There is one trick to catching passes thrown from behind the receiver. He should keep his shoulders perpendicular to his path. If he turns his upper body, it will slow him down. He should turn his head only. Furthermore, he turns the head only enough so that he can see the ball out of one eye. Turning it enough to see it out of two eyes will force him to turn his shoulders. As the ball arrives, he can turn to see it with two eyes unless he has to reach way out for it. This is a trick that must be taught. The kids will take forever to figure it out for themselves.
Players in the games I watched often searched for a ball in flight by rotating their heads straight back as if they were looking at the sky. That will really slow you down. Do not let your receivers do that. You turn the head sideways only, not up.
Receivers also tend to let their routes peter out speedwise because the longer the play goes on, the more they figure there will be no pass, even though they cannot see what is going on with the quarterback. Then they see there is a pass after all, but they cannot catch up to it because they slowed down. You must discipline them to maintain an even speed.
One of the teams I saw was the T-Bird midgets, a team I coached in 1997. Their head coach has a neat little wall-right punt return. I wrote about my version of it in my Coaching Youth Flag Football book. He used it twice on Saturday and got excellent returns each time. But both were called back for clipping and they ended up starting about ten yards behind where they caught the punts.
Preventing clipping is part of coaching this play. It is an undeniable fact that long runs in youth football are often called back for clipping. You have to coach aggressively to prevent this.
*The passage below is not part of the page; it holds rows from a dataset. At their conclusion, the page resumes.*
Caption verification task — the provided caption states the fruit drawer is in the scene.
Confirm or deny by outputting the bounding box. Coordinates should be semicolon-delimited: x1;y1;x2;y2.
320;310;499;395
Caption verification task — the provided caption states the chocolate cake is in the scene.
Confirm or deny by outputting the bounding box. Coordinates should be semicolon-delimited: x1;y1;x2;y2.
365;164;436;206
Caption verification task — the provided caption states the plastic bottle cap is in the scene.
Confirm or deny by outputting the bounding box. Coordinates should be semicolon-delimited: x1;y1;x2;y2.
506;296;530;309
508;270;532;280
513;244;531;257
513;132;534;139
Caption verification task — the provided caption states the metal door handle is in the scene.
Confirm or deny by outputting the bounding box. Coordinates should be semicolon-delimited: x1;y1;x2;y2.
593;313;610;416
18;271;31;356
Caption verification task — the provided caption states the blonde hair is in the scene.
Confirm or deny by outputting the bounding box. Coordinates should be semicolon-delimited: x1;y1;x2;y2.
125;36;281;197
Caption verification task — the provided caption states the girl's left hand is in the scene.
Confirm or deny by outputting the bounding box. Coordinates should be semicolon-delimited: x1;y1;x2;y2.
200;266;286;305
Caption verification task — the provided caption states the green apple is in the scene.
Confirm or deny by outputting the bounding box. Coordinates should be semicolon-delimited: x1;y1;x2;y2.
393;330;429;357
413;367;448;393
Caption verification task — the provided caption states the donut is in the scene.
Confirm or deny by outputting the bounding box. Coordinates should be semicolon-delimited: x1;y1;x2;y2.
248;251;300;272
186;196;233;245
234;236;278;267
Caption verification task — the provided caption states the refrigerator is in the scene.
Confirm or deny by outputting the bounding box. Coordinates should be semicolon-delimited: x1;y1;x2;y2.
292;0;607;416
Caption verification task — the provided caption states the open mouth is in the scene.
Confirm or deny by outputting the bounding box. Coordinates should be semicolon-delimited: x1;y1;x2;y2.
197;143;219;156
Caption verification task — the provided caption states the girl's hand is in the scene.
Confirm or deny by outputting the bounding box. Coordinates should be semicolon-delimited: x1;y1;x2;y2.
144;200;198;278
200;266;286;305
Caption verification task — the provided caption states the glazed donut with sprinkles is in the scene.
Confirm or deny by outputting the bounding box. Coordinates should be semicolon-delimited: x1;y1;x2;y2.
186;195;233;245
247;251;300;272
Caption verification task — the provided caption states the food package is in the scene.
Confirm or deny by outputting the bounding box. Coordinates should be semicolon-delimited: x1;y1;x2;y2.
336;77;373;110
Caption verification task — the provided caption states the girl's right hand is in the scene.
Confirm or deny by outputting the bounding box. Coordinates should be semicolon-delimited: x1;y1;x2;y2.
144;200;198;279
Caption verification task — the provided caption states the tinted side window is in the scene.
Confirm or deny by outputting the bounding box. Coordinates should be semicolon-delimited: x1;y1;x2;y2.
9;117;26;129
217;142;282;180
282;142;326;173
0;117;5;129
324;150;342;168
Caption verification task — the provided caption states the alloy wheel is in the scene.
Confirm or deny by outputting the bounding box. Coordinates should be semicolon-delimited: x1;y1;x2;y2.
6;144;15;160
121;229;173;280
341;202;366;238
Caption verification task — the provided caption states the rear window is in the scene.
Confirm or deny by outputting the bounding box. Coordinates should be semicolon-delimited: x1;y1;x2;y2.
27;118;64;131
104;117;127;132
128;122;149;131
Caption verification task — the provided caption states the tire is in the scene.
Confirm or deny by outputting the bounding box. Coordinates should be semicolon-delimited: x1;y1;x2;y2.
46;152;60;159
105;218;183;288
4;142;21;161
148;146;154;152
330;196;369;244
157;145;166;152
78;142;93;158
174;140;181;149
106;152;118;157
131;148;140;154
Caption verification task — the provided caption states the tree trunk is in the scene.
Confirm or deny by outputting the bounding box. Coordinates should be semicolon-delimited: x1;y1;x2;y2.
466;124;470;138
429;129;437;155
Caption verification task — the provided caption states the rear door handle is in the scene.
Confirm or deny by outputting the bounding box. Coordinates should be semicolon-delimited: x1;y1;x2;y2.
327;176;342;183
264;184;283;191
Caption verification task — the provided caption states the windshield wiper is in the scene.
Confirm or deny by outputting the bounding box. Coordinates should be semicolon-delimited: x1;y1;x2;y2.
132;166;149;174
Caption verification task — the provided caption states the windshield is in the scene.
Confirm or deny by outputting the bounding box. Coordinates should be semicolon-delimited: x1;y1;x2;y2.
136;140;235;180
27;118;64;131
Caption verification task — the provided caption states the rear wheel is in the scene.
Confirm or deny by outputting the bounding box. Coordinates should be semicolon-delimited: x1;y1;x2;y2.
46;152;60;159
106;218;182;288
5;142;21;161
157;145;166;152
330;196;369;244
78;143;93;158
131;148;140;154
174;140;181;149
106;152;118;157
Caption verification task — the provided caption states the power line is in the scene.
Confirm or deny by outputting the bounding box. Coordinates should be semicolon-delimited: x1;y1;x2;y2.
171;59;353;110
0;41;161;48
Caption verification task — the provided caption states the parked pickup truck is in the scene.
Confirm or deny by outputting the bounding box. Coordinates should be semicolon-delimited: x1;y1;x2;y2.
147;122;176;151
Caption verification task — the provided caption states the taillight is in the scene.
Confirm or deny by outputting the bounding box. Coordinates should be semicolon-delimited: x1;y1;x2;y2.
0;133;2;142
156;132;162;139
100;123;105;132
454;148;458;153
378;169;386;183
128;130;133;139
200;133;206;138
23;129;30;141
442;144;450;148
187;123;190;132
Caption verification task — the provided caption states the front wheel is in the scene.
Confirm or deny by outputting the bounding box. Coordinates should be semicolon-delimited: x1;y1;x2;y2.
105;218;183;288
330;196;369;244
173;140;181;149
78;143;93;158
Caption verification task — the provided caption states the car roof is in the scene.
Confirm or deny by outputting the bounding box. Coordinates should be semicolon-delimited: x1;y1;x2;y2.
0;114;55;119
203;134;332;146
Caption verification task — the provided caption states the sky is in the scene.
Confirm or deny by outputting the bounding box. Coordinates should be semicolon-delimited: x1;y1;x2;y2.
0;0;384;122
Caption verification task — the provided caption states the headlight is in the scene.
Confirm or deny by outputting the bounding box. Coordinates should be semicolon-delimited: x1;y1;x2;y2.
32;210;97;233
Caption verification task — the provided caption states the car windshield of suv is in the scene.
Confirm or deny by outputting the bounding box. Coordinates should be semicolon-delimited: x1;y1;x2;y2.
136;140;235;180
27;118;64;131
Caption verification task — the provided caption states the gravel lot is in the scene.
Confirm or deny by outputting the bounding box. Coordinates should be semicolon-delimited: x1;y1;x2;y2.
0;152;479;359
I quit the San Ramon Bears in 1996 in part because they prohibited me from benching a player for the rest of the game who clipped and nullified the only kickoff-return touchdown I ever had in youth football. Since 1991, it has been my standard policy to bench a kid for the rest of the game if he drew any 15-yard penalty. That is still my policy and it will be if I ever coach again.
I found that I could eliminate clipping almost entirely, but only by making a speech about it on the first day of practice, going a little nuts every time it happened in practice, and having and enforcing my benching policy. Lesser measures did not work. My teams were penalized about once every two or three games. I cannot believe all the penalties other coaches tolerate. Almost every youth penalty kills the drive in which it occurs, and you only get six to eight possession per game.
If you've got a great punt return or kickoff return, but it gets called back on clipping, you've really got the worst kick return in the league. Your team needs a new punt-return coach if your punt-return team clips.
I do not like counts, but an occasionally effective trick is to walk up to the line and pop off a sneak before your line even gets down. However, it can also lead to a false-start penalty, as it did once in the games I observed. You have to practice it with an eye toward preventing infractions.
Through all six games, all but one team behaved as if there we a rule requiring a kicking or punting team to kick to a returner. I want all punts and kickoffs on the ground. I do not ever want a kick of ours to be caught in the air.
What works in youth-football offense, no matter how many years I observe, is plays with one, and preferably more than one, lead blocker. Other plays, like the dive, rarely work.
Clock management in youth football is a disgrace. The coaches do not even make the slightest effort at trying to do it right.